第10話 邂逅 前編

「うわああああああ!!!」


 僕は受け身を取ることも出来ず、ただただ重力に引かれて森林へと突貫する。大木の枝や葉に激しく揉まれ、体を切り裂かれながら地面へと落ちていった。


「くっ、ううう……」


 蹲りながら、体中に走る痛みに苦悶する。どうやら木々がクッションとなって落下死は避けられたらしい。そのおかげであらゆる場所に裂傷を負ったのも事実だが。

 僕は何とか体を起こし、辺りを見渡す。景色だけであれば、木々の異常な肥大化以外に特に変わった様子はない。しかし、この森を包んでいる雰囲気は特異なものだった。殺意と悪意と害意に満ちており、その場にいるだけで身をすり潰されそうだった。

 まさに別世界。ここは、平穏平和という言葉から最も遠い場所だ。


「とりあえず、どこかへ、隠れないと.......」


 こんな傷だらけの状態で魔獣などに出くわしたら、確実に命を落とすだろう。とにかく、今は逃げなければ。見つかる前に、早く、早く.......!








グルルルルル.......







「え.......?」


 しかし、時は既に遅かった。背後へ振り返ると、一匹の狼がこちらをめつけていた。人間の十倍以上もある巨体。片方に傷を負い、隻眼となった紅い瞳。鋭利にすぎる四十二の大牙。漆黒に染まる体毛。隆起した筋肉。

 間違いない。こいつは、魔獣だ。


 狼は喉を震わしながら、こちらへと一歩一歩詰め寄ってくる。瞳は完全に僕を捉えていて、明確な殺意を滲ませていた。

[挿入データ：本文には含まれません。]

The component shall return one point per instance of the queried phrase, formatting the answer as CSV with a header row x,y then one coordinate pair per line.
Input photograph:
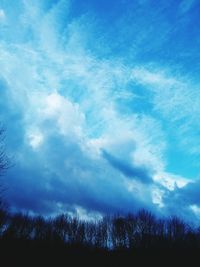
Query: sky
x,y
101,104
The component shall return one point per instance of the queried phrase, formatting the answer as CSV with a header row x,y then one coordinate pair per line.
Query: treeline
x,y
118,240
131,232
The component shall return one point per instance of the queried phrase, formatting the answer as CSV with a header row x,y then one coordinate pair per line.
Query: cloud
x,y
91,132
127,169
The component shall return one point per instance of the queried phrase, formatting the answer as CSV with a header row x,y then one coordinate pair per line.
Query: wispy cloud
x,y
66,103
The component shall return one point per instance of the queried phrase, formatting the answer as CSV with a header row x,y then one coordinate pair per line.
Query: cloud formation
x,y
96,121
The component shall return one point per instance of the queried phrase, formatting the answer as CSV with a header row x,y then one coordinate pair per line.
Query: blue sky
x,y
101,101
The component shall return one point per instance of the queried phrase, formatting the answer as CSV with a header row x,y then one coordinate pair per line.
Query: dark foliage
x,y
111,241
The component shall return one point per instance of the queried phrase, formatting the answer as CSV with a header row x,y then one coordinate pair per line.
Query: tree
x,y
4,165
4,160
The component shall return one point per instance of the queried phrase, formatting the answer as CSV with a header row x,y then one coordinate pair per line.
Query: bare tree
x,y
4,159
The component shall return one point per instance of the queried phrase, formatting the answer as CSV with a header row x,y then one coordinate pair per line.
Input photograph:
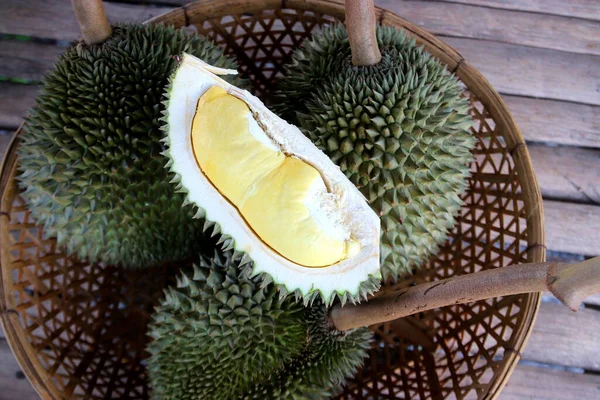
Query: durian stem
x,y
92,20
570,283
361,25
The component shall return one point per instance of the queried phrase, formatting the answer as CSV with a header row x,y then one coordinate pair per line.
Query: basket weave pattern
x,y
78,329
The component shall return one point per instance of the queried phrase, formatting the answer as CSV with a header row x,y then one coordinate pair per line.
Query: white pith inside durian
x,y
339,208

 逃げなければ。早く離れなければ。そうしないと、喰い殺される。そんなことは分かりきっている。全細胞が警鐘を鳴らしている。

 それでも、体は動かなかった。極寒の大地に放り込まれたかのように、震えることしか出来ない。


 圧倒的な脅威の前で、人はあまりにも無力だ。


「ガアアアア!!」


 狼はその巨大な口を広げ、凄まじい勢いで喰いかかってきた。

 くっ、そ.......!


 足は竦んで動かない。それでも何とか刀を懐から抜き、水平に斬り掛かる。

 これで傷を負わせられれば、隙ができるかもしれない。そう考えたのだが、そんなものが通用する程甘い相手ではなかった。

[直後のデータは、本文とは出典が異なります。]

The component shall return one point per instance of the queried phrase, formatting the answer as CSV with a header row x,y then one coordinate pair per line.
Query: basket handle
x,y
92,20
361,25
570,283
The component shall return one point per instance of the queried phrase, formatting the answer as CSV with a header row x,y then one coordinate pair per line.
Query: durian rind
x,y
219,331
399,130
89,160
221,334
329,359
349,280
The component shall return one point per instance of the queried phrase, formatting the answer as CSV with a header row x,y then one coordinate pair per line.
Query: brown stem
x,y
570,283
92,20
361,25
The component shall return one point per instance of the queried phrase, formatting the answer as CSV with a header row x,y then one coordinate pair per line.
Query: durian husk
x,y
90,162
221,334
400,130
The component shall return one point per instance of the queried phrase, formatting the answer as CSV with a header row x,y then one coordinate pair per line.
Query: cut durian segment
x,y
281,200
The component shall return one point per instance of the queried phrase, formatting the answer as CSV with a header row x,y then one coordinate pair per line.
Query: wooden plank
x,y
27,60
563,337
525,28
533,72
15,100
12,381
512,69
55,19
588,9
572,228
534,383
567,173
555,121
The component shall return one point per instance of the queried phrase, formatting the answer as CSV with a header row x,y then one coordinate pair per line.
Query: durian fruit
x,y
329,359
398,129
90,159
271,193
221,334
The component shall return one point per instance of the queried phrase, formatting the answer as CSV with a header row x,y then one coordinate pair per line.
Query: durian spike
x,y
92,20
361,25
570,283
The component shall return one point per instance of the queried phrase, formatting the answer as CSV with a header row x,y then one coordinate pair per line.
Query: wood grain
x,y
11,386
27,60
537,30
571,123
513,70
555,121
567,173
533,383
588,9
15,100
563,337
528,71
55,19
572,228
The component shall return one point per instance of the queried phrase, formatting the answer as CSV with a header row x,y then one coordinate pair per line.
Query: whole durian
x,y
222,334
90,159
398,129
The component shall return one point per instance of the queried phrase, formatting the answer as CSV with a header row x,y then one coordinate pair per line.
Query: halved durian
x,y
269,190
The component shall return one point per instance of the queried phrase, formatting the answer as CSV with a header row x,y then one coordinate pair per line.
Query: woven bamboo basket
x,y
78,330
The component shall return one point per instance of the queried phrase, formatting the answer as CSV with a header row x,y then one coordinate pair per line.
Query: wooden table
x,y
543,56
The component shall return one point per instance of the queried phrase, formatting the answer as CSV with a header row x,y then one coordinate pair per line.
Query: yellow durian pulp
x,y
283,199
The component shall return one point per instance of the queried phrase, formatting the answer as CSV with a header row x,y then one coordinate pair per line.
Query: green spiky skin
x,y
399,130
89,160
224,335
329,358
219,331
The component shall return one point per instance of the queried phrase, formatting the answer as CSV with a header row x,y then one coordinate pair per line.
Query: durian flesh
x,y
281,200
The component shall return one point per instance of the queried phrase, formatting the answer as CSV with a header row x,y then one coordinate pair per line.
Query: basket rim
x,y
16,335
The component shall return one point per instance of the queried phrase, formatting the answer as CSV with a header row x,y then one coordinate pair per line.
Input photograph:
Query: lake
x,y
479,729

 狼は僕の刀を牙で挟み、受け止めたのだ。まるで白刃取りのように。


「そん、な……!」


 獣に出来るような芸当じゃない。危機の察知能力も、思考力も、そこらの動物とは一線を画している。

 魔獣とは、理性を無くした化物じゃないのか……?


「グワウッ!!」


 狼は刀を咥えたまま大きく首を振り、そのまま僕の体を彼方へと放り投げた。


「うわああああ!!!」


 激烈な力によって放られたため、体勢を整えることも出来なかった。風を切り、空気を裂きながら宙を舞う体は、今度は木々のクッションを受けることなく地面へと衝突した。二度、三度とバウンドし、何度か体が回転してようやくその勢いは止まる。


「くっ、うう………」


 口の中に鉄の味が広がる。意識は朦朧として、思考もまともに働かない。軋むような痛みが縦横無尽に駆け回り、麻痺するような感覚すらあった。本当にこれが僕の体なのかと疑いたくなるほど、鉛のように重くて感覚が鈍かった。

 それでも、体に鞭を打って無理やり立ち上がろうとする。まだ心は折れていない。絶望するには、まだ早い……!

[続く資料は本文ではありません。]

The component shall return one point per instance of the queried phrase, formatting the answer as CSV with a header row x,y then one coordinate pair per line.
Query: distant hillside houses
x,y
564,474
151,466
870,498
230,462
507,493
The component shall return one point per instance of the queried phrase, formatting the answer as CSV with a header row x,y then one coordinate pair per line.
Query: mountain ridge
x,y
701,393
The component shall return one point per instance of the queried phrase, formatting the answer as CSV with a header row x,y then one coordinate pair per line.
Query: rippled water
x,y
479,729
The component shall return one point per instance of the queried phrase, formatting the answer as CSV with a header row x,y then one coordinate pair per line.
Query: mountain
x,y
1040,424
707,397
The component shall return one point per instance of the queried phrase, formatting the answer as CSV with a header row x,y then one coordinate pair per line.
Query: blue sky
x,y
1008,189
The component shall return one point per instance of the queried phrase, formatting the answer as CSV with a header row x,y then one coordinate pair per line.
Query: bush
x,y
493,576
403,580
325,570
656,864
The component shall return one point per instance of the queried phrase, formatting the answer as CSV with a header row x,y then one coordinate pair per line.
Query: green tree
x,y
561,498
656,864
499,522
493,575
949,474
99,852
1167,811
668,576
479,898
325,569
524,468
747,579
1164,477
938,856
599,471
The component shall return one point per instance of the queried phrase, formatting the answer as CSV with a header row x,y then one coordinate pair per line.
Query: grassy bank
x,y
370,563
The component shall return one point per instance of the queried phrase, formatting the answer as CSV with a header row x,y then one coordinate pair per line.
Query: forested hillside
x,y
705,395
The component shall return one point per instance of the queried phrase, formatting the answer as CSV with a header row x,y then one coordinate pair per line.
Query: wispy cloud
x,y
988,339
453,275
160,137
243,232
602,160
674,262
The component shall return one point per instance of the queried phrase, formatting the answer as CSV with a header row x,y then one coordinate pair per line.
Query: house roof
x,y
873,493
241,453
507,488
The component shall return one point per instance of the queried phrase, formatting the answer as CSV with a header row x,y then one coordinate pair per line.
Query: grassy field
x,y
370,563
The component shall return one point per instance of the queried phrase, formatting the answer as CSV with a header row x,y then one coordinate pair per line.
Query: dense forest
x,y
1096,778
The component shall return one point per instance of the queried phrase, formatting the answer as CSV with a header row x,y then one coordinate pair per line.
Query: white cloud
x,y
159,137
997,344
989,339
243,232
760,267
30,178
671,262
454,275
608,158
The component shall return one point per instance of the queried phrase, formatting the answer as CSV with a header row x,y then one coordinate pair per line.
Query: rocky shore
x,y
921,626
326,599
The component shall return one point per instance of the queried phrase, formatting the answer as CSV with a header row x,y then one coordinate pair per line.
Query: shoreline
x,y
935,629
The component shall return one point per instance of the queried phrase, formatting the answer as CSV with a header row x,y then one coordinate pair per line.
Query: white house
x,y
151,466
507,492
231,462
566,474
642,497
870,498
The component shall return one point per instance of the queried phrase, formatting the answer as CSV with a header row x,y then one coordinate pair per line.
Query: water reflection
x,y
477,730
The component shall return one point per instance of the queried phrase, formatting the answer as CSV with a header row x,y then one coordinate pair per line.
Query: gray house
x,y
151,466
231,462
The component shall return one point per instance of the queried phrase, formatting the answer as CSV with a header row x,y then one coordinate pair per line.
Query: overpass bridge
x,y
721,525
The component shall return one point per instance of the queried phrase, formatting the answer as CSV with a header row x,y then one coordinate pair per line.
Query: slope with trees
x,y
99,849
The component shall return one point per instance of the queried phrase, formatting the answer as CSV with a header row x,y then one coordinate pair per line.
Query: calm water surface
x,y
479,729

 そうして自分を奮い立たせるが、それとは反対に右足だけが言うことを聞かなかった。何だ、と思いその右足を見やると、ありえない方向にねじ曲がっていた。


「あああああああ……!!!」


 認識した途端、更なる激痛が立ち上ってきた。精神ははち切れ、発狂にまで至る。あまりにも惨い光景。夢だと思いたい。嘘だと信じたい。しかし、現実は痛みという形で際限なく突きつけられる。

 気を失うことも出来ず、ただそこには絶望だけが居座っていた。


 そんな極限状態の中、地を駆ける足音が一つ。こちらに一直線に迫ってきていた。もはや直感で分かる。あれは、先ほどの狼だ。


 僕は生命の終わりを悟った。恐らく、このままあの狼に喰い殺されて、人生に幕が降りるのだろう。本当に、何もなしえていない。何も出来ていない。何もやり遂げていない。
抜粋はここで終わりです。